EKSPERIMENT 

             Iron stone crushed into powders. The powder was washed with distilled water until clear and then dried in an oven at a temperature of 70 °C. The dried powder is was separated with a magnetic separator in other to obtain pure powder Fe₂O₃. 

            Then test the X-ray fluorescence (XRF) to determine the content of the quantitative elements contained in both the iron ore and which have not been extracted and test DTA-TGA to determine element mass which is reduced due to temperature increase. 

           After that iron powder synthesized by co-precipitation method, in which the iron powder which has been extracted Fe₂O₃ was dissolved in 60 ml HCl 37% M and stirred with a speed of 650 rpm at 70 °C during 30 minutes. Then FeCl3 solution is formed, later dripped gradually NaOH solution at temperatures 100 °C until precipitate is formed Fe(OH)3.

         After that precipitate was washed repeatedly with distilled water until pH 7. subsequently precipitated Fe (OH) 3 produced, then filtered, dried and calcined at a temperature of 700 ° C, 800 ° C, 860 ° C, 900 ° C with holding time each sample was 5 hours. The results were characterized with UV-Vis spectrometer to determine absorbances.

The influence of calcination temperature on the optical properties of hematite (α-Fe₂O₃)
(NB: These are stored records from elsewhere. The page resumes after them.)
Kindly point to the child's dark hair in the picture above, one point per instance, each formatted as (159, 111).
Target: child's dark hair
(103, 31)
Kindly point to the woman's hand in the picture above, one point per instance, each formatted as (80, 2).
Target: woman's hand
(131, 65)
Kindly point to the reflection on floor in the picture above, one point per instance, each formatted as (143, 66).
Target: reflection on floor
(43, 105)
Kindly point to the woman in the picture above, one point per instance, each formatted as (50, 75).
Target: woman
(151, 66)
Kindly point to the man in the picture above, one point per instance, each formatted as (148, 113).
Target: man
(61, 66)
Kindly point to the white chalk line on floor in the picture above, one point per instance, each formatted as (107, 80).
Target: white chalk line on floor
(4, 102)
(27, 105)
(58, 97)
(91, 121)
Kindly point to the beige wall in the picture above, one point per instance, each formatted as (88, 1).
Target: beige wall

Abstract- The influence of calcination temperature on the optical properties of antiferromagnetic materials has been researched. Hematite (α-Fe₂O₃) is antiferromagnetic material with a rhombohedral lattice shape which has stable properties due to the influence of heat. The methods used are co-precipitation, which produces precursors in the form of FeCl3. Test results with X-ray fluorescence (XRF) showed that the biggest mineral content is with percentage of 98.02% Fe2O3 and test results with DTA-TGA showed occurrence of depreciation 1.8 mg mass at a temperature of 280 °C and 2.7 mg at a temperature of 860 °C, while testing by UV-Vis spectrometer was obtained absorbance of each is 1.573 a.u. at a temperature of 700 °C, 1.308 a.u at a temperature of 800 °C, 1.225 a.u at a temperature of 860 °C and 0.847 a.u at a temperature of 900 °C which can be regarded as a semiconductor material with a large energy gap of each that is 1.862eV, 1.948eV, 2.044eV and 2.243eV.

Keywords— Hematite, X-Ray Fluorescence (XRF), Co-precipitation, Calcination, Energy Gap, UV-Vis Spectrometer.